His early books, based on these adventures, brought him immediate success. By 1850, he was married, owned a farm near Pittsfield, Massachusetts, and was neighbors with Nathaniel Hawthorne. During this period, he wrote his masterpiece, Moby-Dick.
Literary success waned as Melville’s complex work began to alienate readers. After a visit to the Holy Land in 1857, he shifted from prose fiction to poetry. In 1863, he moved back to New York City, where he worked as a deputy inspector in the Custom House from 1866 to 1885. He died in New York City in 1891. His unfinished prose work, Billy Budd, Sailor, was rediscovered and published in 1924.
Andrew Delbanco was born in 1952. He is the Julian Clarence Levi Professor in the Humanities at Columbia University and has lectured extensively in the United States and abroad. Delbanco frequently writes about American culture for national journals and papers. His previous works include The Death of Satan, Required Reading, A New England Anthology, and The Puritan Ordeal, which won the 1990 Lionel Trilling Award. He lives in New York City with his wife and two children.
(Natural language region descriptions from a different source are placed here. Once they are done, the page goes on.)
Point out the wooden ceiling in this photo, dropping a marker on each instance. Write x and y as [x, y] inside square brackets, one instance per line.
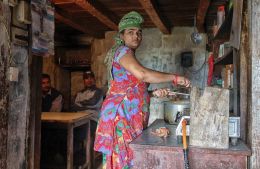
[94, 17]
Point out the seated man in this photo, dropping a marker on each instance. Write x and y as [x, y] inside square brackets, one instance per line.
[51, 98]
[90, 98]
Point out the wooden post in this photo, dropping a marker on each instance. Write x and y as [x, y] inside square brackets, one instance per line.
[254, 101]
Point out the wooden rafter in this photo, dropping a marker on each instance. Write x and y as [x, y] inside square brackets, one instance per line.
[154, 15]
[66, 20]
[96, 13]
[201, 14]
[59, 2]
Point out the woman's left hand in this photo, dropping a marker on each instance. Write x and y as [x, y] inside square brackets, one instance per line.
[161, 92]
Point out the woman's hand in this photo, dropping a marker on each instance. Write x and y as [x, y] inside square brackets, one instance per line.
[181, 80]
[161, 92]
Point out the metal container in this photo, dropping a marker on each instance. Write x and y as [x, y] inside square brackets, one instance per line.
[174, 110]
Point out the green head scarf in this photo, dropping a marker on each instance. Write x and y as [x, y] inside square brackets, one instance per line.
[131, 19]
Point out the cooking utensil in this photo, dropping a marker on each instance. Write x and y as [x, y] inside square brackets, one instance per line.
[174, 110]
[185, 147]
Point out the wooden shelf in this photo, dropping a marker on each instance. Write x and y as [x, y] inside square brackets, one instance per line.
[223, 33]
[226, 59]
[76, 67]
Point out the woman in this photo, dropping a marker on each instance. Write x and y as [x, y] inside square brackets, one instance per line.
[124, 113]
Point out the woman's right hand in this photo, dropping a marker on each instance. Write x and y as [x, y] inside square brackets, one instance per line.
[183, 81]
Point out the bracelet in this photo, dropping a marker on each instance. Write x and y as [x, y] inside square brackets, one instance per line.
[175, 80]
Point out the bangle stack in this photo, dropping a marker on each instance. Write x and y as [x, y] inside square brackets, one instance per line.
[175, 79]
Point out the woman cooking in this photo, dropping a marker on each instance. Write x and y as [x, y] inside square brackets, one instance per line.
[124, 112]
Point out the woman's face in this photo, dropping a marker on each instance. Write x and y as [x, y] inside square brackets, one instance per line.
[132, 37]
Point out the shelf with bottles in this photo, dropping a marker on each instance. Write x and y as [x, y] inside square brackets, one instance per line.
[226, 59]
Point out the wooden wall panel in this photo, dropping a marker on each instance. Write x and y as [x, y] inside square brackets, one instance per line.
[254, 101]
[4, 86]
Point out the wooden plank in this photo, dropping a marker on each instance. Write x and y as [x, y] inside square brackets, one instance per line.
[154, 15]
[244, 76]
[34, 149]
[201, 14]
[69, 21]
[60, 2]
[70, 147]
[236, 24]
[254, 100]
[96, 13]
[236, 83]
[66, 117]
[209, 120]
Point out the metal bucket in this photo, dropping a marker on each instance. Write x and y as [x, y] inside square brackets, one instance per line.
[174, 110]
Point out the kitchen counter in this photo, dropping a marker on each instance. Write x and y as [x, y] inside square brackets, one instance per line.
[152, 152]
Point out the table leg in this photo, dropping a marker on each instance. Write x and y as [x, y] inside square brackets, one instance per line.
[70, 147]
[88, 153]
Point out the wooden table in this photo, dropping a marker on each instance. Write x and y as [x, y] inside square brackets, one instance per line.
[151, 152]
[70, 121]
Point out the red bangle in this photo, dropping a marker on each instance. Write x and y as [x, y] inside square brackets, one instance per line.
[175, 79]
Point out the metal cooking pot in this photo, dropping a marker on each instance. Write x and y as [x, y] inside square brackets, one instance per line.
[174, 110]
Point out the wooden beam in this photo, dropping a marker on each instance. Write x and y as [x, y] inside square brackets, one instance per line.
[60, 2]
[150, 9]
[85, 4]
[201, 14]
[68, 21]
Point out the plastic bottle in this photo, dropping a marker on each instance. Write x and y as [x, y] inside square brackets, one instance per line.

Tom Quirk is the Catherine Paine Middlebush Professor of English at the University of Missouri-Columbia. He has edited Penguin Classics editions of Mark Twain’s Tales, Speeches, Essays, and Sketches and Ambrose Bierce’s Tales of Soldiers and Civilians and Other Stories. He also co-edited The Portable American Realism Reader. His other books include Coming to Grips with Huckleberry Finn, Mark Twain: A Study of the Short Fiction, and Nothing Abstract: Investigations in the American Literary Imagination.